AI Supercycle: Picks and Shovels Winner == Nvidia

The Three Pillars of AI: Compute, Data, and Algorithms - Nvidia's Dominance and the Future of AI Compute

Jul 28, 2024

COMPUTE, DATA, and ALGORITHMS

Three key pillars of modern artificial intelligence are COMPUTE, DATA, and ALGORITHM. Winners of each will be crowned during different epochs. Nvidia is the clear leader and likely the runaway winner of the COMPUTE pillar.

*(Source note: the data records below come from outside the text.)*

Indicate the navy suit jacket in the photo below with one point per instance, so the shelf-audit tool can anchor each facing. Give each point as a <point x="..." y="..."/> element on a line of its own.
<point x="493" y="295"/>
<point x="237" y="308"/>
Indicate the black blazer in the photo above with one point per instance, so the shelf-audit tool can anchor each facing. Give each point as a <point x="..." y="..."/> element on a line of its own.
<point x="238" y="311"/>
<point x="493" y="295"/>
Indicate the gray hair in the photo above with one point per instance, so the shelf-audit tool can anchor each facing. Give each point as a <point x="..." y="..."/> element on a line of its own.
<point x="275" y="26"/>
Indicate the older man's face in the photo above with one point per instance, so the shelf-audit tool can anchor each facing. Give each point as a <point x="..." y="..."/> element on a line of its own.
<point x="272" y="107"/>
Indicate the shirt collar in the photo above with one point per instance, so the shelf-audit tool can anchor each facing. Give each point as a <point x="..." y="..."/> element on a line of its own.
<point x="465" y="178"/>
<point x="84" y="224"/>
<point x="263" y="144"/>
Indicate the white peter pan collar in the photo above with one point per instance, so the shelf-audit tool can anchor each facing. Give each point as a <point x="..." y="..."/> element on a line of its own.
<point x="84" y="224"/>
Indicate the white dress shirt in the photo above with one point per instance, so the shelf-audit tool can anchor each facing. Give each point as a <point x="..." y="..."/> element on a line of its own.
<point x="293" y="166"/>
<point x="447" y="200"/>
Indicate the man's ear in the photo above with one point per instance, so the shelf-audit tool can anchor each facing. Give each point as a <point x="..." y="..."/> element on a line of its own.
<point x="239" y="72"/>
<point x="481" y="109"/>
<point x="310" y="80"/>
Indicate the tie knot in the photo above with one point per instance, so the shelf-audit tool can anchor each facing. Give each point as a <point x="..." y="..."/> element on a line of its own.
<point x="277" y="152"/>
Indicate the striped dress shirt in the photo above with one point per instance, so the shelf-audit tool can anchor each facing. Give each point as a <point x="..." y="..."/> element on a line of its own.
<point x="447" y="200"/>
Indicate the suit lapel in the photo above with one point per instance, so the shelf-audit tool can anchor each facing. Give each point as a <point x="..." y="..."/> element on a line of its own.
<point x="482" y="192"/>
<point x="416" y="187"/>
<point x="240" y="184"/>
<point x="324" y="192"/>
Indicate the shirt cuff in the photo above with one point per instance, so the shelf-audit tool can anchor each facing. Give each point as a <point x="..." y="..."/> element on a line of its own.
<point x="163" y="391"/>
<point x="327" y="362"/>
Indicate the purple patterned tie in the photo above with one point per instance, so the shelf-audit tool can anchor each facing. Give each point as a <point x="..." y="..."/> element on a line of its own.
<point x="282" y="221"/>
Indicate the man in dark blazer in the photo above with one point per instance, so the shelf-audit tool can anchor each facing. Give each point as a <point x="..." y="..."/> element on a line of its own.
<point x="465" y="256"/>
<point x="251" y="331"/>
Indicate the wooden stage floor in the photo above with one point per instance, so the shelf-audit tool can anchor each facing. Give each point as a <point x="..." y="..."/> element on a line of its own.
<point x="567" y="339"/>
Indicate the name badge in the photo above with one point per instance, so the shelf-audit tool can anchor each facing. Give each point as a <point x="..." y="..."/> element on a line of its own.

Jensen Huang speaking at the COMPUTEX 2022, Taipei

The single greatest beneficiary of the current AI supercycle is Nvidia. Demand for Nvidia accelerated compute products continues to outstrip supply and manufacturing capacity through the end of 2024. Nvidia plans to triple output H100s in 2025 as B100 production begins. Despite winter clouds looming over AI, Nvidia's blistering growth will likely continue as demand for drive data center and edge drive massive capital expenditure. The amazing part is that Nvidia's price-earnings ratio decreased between 2023 and 2024, demonstrating a semi-rational company valuation with significant revenue dollars driven by hockey-stick data center GPU systems growth. Nvidia commands 98% (2023) of the data center GPU market.

CUDA Moat

We are in the first or second inning of the AI buildout's $1T capex cycle. This capex cycle is dominated by infrastructure such as data center construction, compute and network hardware, power, and cooling. Nvidia is benefiting from tailwinds from the replacement cycle of traditional (CPU) to accelerated (GPU) computing and the current AI hype. The software moat protects Nvidia's dominance, Compute Unified Device Architecture (CUDA). While many are awed by Nvidia's "overnight" meteoric rise in the equities market, CUDA software is an 18-year investment covering gaming, crypto, and AI. For example, AMD's MI100 has more robust raw hardware performance metrics than Nvidia's A100s in terms of TFLOPs performance (Table 1). With CUDA, deep learning operations are optimized, specifically mixed-precision training, utilizing FP16 for computation and FP32 for accumulation, which is highly efficient with CUDA. A tightly integrated software-hardware combination allows significant performance boosts in AI workloads despite having a smaller compute footprint in GPU clock speed and tensor cores.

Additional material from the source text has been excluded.